1)  Does any one know of a gear store in Yarmouth (NS) or nearby?
2)  What gear would be a really good buy in Canada?
3)  Any good day hikes near Yarmouth or around the Bay of Fundy?  (I'm likely to hike on Brier Island, prolly won't make it to Keiji)
4)  Does anyone know of a web site I should take these questions to?

The link I used for the deal (I got the "Explorer", I think the ad should read Sunday - Wed, not Sat - Wed) is:   http://www.scotiaprince.com/freecasinocruise.html  (don't be put off by the "casino" the web page contains a casino oriented deal as well as the one I mention)


----------



## Max (Sep 19, 2002)

*Just Google On Over!*

4)  Go to http://www.google.com and type in Hiking Nova Scotia.  I just did and there's too much info to list here.  Should be plenty of ideas if you've got the time to browse the various sites.

Max


----------



## LiveFreeorDie NH (Sep 19, 2002)

Try this: http://www.canadatrails.ca/hiking/hike_ns.html

enjoy your trip.


----------



## pedxing (Sep 27, 2002)

Max and LFoDNH: thanks for your replies.

The thing that was frustrating me was the difficulty finding critical evaluations of trails in the area I was visiting (St. Mary's Bay/Annapolis Valley).  The web was full of Tourist board stuff and relatively uninformative mentions of trails. 
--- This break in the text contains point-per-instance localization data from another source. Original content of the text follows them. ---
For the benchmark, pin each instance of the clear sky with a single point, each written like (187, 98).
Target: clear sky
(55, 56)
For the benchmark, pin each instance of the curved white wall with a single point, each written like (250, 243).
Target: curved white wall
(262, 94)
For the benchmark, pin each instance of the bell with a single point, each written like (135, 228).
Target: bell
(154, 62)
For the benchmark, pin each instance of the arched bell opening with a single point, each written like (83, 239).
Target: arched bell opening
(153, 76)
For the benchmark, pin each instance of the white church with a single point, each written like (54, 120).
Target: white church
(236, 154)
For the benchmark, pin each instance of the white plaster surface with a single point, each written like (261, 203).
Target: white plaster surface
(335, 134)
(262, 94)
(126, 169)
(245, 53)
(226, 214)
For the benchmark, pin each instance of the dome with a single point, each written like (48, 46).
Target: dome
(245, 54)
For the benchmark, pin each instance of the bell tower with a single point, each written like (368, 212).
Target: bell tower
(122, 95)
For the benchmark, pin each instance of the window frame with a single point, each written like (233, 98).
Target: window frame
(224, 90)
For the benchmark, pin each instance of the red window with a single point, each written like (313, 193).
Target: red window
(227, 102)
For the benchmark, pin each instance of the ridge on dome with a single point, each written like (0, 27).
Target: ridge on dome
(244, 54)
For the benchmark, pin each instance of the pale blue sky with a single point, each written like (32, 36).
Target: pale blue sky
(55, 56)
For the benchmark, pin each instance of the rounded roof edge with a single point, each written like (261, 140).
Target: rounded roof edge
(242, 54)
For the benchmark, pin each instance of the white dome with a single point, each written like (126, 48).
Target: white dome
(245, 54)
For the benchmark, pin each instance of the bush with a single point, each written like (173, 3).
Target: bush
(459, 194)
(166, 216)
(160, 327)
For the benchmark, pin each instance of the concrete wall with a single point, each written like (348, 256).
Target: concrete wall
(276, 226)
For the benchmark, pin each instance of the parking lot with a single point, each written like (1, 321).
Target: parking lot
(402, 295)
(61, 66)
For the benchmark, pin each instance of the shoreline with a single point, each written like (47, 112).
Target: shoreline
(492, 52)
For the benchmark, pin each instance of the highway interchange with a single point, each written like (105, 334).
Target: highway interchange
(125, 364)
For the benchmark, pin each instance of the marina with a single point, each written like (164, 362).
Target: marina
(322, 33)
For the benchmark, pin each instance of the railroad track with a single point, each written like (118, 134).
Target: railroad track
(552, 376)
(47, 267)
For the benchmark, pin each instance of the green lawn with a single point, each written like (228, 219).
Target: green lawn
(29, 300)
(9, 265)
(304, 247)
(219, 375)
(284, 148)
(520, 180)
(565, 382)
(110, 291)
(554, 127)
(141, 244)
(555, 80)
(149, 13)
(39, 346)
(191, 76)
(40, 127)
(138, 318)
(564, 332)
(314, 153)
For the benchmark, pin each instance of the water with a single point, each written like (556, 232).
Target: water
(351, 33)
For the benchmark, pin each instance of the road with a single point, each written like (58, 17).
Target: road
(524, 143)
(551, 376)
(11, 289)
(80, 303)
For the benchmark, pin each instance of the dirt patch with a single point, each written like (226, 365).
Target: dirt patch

I ended up doing some nice day hiking on Brier Island (fairly flat, but gorgeous) and ran into some backpackers there.

Since I couldn't make it to Halifax and didn't locate any good gear places in Yarmouth, I went and visited some gear at the Freeport outlets (e.g. Patagonia, TNF and LLBean).


----------



## powerman (Aug 21, 2006)

*Yarmouth Pics*



pedxing said:


> I hope this isn't too off topic, but I got a great deal on a short excursion by ferry from Portland to Nova Scotia (2 people + car on ferry, 2 meals each and 2 nights hotel for <300 US) and will do a little hiking there.  I have four questions and one link to share.
> 
> Questions:
> 
> ...


http://yarmouth-novascotia.blogspot.com/


----------



## ski_resort_observer (Aug 21, 2006)

The Scotia Prince is long gone...I think it's housing people in New Orleans. Just taking the trip on the Cat is well worth the time and is on my list.


----------



## MichaelJ (Aug 22, 2006)

I took that ride back in the late 90's and like any cruise ship it was a bit campy, but a good trip and of course Nova Scotia is a beautiful place.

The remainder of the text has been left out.